If you exercise in a gym, tell the instructor that you have peripheral neuropathy. They’ll tell you what equipment is safe to use.
If your PT or OT gave you exercises to do at home, make sure to do them the way they showed you.
Complementary therapies are treatments you can use to complement (go along with) your other treatments. Examples are:
- Relaxation techniques
- Guided imagery
If you’re interested in complementary therapies, ask your healthcare provider for a referral to Memorial Sloan Kettering’s Integrative Medicine service. You can also visit their website at www.msk.org/integrativemedicine.
Ask for help
Your healthcare provider can prescribe medications to help with your symptoms. They can also refer you to other healthcare providers who can ease and reduce your pain, or help you cope with how you feel.
- A PT can help with exercise programs and assistive devices (such as a cane, wheelchair, or walker).
- An OT can help you find adaptive devices for work or home. Adaptive devices are items that are easier to use, such as those listed in the “Buy special tools” section.
- A podiatrist (foot doctor) can help you care for your feet.
- A mental health professional (such as a social worker, counselor, or psychologist) can help you deal with this condition. They can provide counseling or therapy to help you manage your emotions. In addition, your healthcare provider or a psychiatrist can prescribe medications called antidepressants to help improve your mood and treat your depression.
- A support group can help you meet other people with peripheral neuropathy. Joining a support group gives you a chance to talk about your feelings and listen to other people who have the same concerns.
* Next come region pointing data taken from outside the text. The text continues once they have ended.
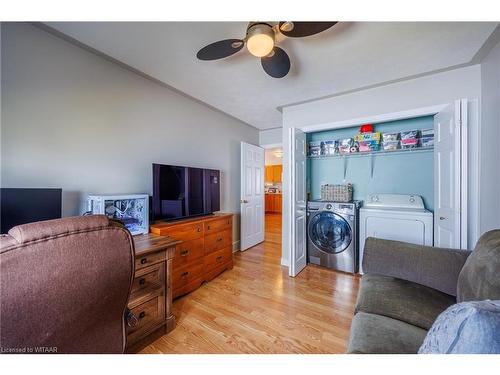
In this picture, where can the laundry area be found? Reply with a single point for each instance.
(369, 180)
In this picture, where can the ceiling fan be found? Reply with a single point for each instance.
(260, 42)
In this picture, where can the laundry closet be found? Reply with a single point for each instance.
(370, 180)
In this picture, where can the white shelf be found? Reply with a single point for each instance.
(375, 153)
(372, 155)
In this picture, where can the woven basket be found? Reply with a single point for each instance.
(336, 193)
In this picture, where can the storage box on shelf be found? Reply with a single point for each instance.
(205, 252)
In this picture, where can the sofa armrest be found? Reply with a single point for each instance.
(435, 267)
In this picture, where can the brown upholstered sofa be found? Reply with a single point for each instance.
(65, 285)
(407, 286)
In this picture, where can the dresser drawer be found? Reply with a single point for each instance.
(217, 258)
(188, 273)
(217, 241)
(148, 314)
(148, 278)
(188, 251)
(217, 225)
(149, 259)
(185, 232)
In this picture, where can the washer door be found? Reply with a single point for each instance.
(330, 232)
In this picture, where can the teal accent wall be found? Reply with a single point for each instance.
(402, 173)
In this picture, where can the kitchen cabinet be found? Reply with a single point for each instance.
(273, 173)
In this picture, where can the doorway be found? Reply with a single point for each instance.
(273, 186)
(452, 116)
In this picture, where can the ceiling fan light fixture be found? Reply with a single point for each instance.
(260, 39)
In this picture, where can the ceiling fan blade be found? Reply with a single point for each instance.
(277, 63)
(220, 49)
(301, 29)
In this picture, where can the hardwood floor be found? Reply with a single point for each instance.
(257, 308)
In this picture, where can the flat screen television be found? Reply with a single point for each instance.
(22, 206)
(181, 192)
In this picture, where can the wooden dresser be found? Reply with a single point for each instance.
(150, 301)
(206, 249)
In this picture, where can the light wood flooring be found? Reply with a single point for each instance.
(257, 308)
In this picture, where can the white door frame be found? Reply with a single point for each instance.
(391, 116)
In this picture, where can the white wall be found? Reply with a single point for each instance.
(490, 138)
(270, 137)
(74, 120)
(440, 88)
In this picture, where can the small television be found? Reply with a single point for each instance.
(22, 206)
(182, 192)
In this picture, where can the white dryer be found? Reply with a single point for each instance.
(395, 217)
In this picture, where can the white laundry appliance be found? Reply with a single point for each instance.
(396, 217)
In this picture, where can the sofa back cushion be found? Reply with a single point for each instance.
(479, 278)
(465, 328)
(64, 286)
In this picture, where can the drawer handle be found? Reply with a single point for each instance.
(131, 319)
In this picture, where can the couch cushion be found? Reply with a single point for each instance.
(378, 334)
(479, 279)
(465, 328)
(400, 299)
(51, 228)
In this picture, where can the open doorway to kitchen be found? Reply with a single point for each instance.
(273, 179)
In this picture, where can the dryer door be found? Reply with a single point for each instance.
(330, 232)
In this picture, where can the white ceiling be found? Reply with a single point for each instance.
(349, 56)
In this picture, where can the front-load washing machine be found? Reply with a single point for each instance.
(332, 235)
(396, 217)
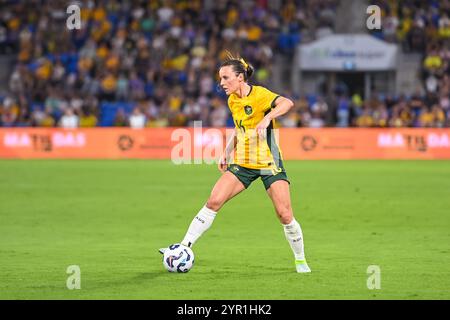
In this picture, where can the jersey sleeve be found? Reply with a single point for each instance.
(267, 99)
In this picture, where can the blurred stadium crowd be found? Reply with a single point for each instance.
(154, 63)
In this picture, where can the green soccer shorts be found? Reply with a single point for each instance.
(247, 176)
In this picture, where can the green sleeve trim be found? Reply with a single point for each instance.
(272, 105)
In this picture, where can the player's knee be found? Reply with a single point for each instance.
(214, 203)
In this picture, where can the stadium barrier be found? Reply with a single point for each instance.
(207, 143)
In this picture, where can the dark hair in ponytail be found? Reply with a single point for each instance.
(239, 66)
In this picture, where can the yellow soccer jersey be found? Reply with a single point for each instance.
(252, 151)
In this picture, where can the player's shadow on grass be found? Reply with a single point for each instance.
(148, 275)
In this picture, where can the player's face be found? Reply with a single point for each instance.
(228, 80)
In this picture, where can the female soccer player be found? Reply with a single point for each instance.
(256, 154)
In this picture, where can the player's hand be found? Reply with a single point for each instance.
(222, 164)
(262, 126)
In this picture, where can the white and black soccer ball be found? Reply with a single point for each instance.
(178, 258)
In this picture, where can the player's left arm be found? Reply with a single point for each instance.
(282, 106)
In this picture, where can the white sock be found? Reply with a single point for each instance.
(294, 236)
(202, 221)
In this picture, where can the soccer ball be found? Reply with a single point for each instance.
(178, 258)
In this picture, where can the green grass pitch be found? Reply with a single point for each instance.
(110, 217)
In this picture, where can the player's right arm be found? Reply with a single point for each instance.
(224, 159)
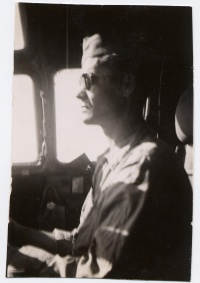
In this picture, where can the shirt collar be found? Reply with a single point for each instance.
(116, 153)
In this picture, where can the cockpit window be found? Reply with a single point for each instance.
(24, 135)
(74, 138)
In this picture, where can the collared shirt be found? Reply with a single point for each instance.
(136, 221)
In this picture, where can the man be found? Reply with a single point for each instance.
(136, 220)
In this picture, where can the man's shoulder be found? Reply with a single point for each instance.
(151, 149)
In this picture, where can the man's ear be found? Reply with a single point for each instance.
(128, 84)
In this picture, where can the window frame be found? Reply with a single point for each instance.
(25, 167)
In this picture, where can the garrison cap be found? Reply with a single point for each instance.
(105, 47)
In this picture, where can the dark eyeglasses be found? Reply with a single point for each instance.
(87, 80)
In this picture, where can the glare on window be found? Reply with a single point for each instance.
(24, 138)
(73, 137)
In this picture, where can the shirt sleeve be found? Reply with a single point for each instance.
(105, 232)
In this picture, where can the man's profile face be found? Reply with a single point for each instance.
(98, 104)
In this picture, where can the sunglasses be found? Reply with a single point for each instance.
(87, 80)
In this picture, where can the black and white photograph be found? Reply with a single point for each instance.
(102, 142)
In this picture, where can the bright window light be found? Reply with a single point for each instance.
(19, 38)
(24, 140)
(73, 137)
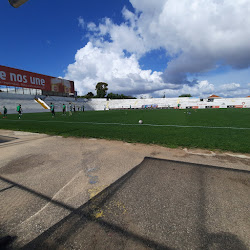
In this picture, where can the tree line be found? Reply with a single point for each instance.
(102, 89)
(101, 92)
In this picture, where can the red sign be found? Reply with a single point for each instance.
(25, 79)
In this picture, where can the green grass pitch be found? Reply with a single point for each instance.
(125, 127)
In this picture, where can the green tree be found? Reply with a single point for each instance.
(185, 95)
(89, 95)
(101, 89)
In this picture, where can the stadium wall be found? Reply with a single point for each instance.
(29, 104)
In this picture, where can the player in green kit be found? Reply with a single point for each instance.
(52, 109)
(64, 109)
(19, 111)
(4, 112)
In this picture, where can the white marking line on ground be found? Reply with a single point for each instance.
(127, 124)
(53, 198)
(192, 153)
(239, 156)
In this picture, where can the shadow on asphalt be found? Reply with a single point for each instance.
(159, 204)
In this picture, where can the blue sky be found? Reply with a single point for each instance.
(139, 47)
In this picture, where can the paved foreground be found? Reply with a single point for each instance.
(67, 193)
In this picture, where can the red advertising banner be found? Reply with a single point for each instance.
(25, 79)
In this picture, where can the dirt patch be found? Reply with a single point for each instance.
(23, 164)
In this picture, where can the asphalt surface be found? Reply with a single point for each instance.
(160, 205)
(114, 195)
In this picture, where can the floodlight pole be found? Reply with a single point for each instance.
(17, 3)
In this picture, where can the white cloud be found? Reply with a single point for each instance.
(123, 74)
(199, 35)
(205, 89)
(81, 22)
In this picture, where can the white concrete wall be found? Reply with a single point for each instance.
(30, 106)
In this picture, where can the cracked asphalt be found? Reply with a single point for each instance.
(71, 193)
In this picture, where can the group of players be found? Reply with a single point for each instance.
(18, 109)
(71, 109)
(52, 110)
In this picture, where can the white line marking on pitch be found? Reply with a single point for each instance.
(127, 124)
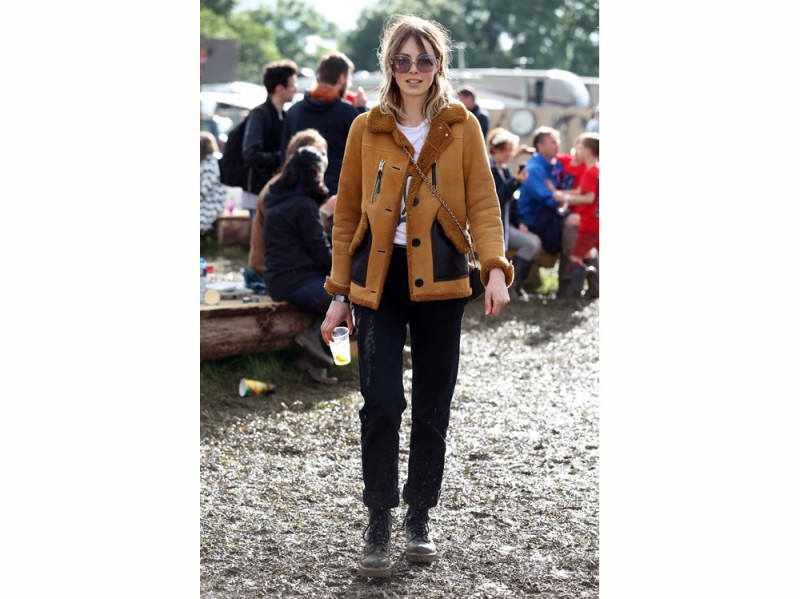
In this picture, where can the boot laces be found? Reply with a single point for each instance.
(377, 531)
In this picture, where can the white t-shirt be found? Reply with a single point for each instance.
(416, 135)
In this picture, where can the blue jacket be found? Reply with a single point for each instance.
(534, 194)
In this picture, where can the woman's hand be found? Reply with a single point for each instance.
(496, 295)
(338, 312)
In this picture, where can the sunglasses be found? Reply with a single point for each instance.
(426, 63)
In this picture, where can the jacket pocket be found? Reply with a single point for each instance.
(448, 263)
(360, 261)
(376, 189)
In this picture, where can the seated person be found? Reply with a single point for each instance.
(254, 273)
(212, 191)
(502, 146)
(297, 254)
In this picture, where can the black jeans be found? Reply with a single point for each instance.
(435, 345)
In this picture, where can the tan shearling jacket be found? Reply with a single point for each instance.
(369, 202)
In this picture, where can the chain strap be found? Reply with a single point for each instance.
(443, 203)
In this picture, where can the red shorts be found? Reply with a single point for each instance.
(584, 242)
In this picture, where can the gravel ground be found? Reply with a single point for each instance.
(518, 516)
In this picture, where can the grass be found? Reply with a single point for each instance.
(209, 248)
(220, 378)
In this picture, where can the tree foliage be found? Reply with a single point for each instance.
(539, 34)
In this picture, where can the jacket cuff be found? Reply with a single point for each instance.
(335, 288)
(499, 262)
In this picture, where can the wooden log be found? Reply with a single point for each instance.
(233, 229)
(233, 327)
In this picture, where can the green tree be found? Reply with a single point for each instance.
(300, 31)
(496, 33)
(224, 8)
(257, 46)
(215, 26)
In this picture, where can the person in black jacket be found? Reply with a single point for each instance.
(297, 255)
(261, 146)
(466, 95)
(325, 109)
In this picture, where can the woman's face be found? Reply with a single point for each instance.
(415, 83)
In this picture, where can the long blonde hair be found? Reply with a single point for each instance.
(397, 29)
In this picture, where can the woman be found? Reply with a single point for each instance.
(502, 145)
(297, 255)
(212, 192)
(400, 258)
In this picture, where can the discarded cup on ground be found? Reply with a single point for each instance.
(340, 346)
(251, 387)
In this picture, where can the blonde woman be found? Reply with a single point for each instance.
(400, 259)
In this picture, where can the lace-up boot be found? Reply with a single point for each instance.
(419, 547)
(375, 560)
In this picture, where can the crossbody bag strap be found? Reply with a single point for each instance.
(443, 203)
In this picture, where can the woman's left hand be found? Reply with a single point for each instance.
(496, 295)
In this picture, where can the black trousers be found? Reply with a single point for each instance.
(435, 345)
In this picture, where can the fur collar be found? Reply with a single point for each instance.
(378, 122)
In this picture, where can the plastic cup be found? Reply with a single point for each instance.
(212, 297)
(251, 387)
(340, 346)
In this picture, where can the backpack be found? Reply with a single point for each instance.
(232, 171)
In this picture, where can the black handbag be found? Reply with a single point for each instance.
(475, 282)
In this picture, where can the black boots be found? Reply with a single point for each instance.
(375, 560)
(564, 262)
(419, 547)
(521, 269)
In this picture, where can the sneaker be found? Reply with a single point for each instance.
(315, 372)
(419, 547)
(375, 560)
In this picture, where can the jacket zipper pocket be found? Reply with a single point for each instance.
(376, 190)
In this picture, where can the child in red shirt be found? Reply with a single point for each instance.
(586, 202)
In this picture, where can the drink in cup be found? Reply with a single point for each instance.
(340, 346)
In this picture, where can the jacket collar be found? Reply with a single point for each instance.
(439, 136)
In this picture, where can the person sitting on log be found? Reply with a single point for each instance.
(297, 254)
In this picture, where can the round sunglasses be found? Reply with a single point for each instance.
(426, 63)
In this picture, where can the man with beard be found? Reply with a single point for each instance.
(325, 109)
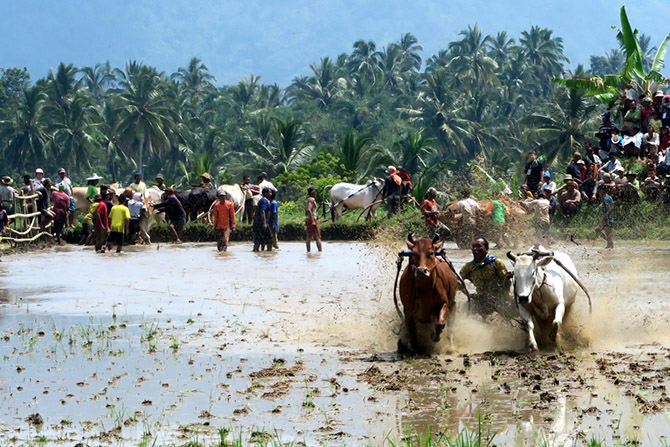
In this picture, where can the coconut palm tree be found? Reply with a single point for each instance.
(146, 118)
(23, 135)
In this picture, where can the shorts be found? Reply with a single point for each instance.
(313, 230)
(179, 223)
(115, 238)
(58, 226)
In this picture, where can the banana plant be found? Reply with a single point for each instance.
(613, 88)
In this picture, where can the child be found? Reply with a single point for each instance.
(120, 221)
(274, 219)
(607, 207)
(223, 220)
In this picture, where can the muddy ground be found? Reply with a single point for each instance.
(169, 344)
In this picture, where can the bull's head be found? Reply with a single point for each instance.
(423, 259)
(527, 269)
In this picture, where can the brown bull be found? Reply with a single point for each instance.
(427, 289)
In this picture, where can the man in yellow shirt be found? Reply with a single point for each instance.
(120, 220)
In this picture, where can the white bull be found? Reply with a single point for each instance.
(356, 197)
(545, 286)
You can learn how others cope with their pain and symptoms.
If you have any questions about these services, talk with a member of your care team.
When to call your healthcare provider
Call your healthcare provider if:
- You have numbness that’s getting worse.
- You have tingling (slight stinging or poking) that’s getting worse.
- You have loss of function that’s getting worse.
- You have pain that’s getting worse.
- You have a feeling of swelling or tightness that’s getting worse.
- The medication you’re taking isn’t helping with your symptoms.